The national Sigma Chi fraternity donated its one millionth dollar to the Huntsman Cancer Foundation on Friday. HCF founder Jon Huntsman Sr. accepted the large dollar bill cutout symbolizing the millionth dollar donated for cancer research.
“We will conquer this disease — we are going to overcome this disease because of young men and women like you,” Huntsman said, a quadruple cancer survivor and Sigma Chi alum.
The U’s Sigma Chi chapter, alongside the San Diego State University chapter and Sigma Chi’s International Sweetheart, Sydney Binnington, represented the national fraternity at the hospital.
The fraternity members chose HCF to be their official philanthropic organization at their 150th anniversary in 2005. As an alum, Huntsman has received the Order of Constantine for being a dedicated member of the fraternity as well as the title “Significant Sig” for his success as a businessman and philanthropist. Huntsman and his family have contributed about $350 million to HCF development.
HCF is a nationally acclaimed cancer research center that assists more than 30 percent of Utah’s cancer patients.
“We represented something a lot bigger than just ourselves,” said Buck Horn, vice president of Sigma Chi and a junior in civil engineering. “When you come and step foot into this institute you realize how many people you have truly affected and will affect in the future with that million dollars.”
The U’s local chapter and the SDSU chapter each raised their own portion of the fraternity’s million dollar goal through the fraternity’s national philanthropic week, Derby Days. The SDSU chapter hosted events such as tug-of-war, ping-pong, obstacle courses and a rock wall to raise about $10,000 for HCF.

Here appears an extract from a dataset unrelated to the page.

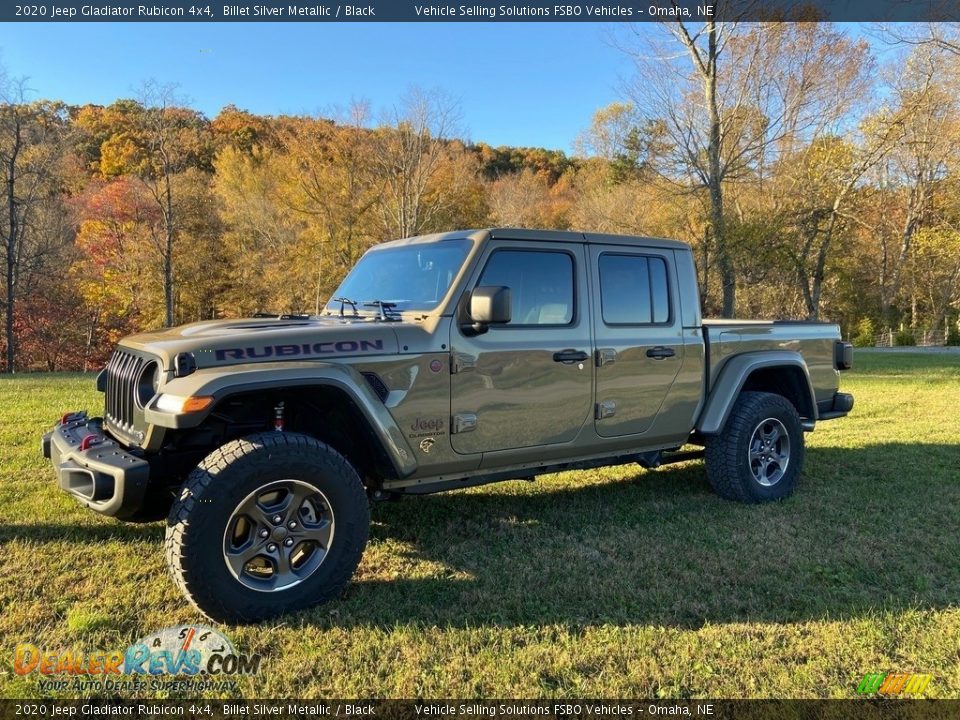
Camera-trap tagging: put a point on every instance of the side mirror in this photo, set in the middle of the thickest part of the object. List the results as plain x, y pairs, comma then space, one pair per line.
489, 306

“It’s pretty incredible what they do here,” said Drew Halsch, member of the SDSU chapter. “It’s kind of hard to go up to someone and ask for money, but when you put the effort behind it and say what cause you are going for, it’s definitely pretty cool.”
In addition to Derby Days, the U chapter raised money through their own “Sigs of Spring” competitions at the Sigma Chi house, as well as through networking among family, friends and alumni. In the last 15 days of fundraising they raised more than $23,000.
The national fraternity fundraised for eight years to reach their million-dollar goal.
“This is the milestone marker,” Horn said. “If college kids can get together and donate a million dollars to Huntsman Cancer then other people can [too].”
Both the U and SDSU chapters were confident they could increase donations within the following years.
“With a little more preparation and a little more reaching out I think we can double what we did this year,” Halsch said.
Hope for future fundraising is high.
“Ultimately, we raise money every year, but it has never been [this much],” Horn said. “We have new goals, let’s get the campus involved and let’s draw more people in. Hopefully this is an eye-opener today … and hopefully we can get more donations.”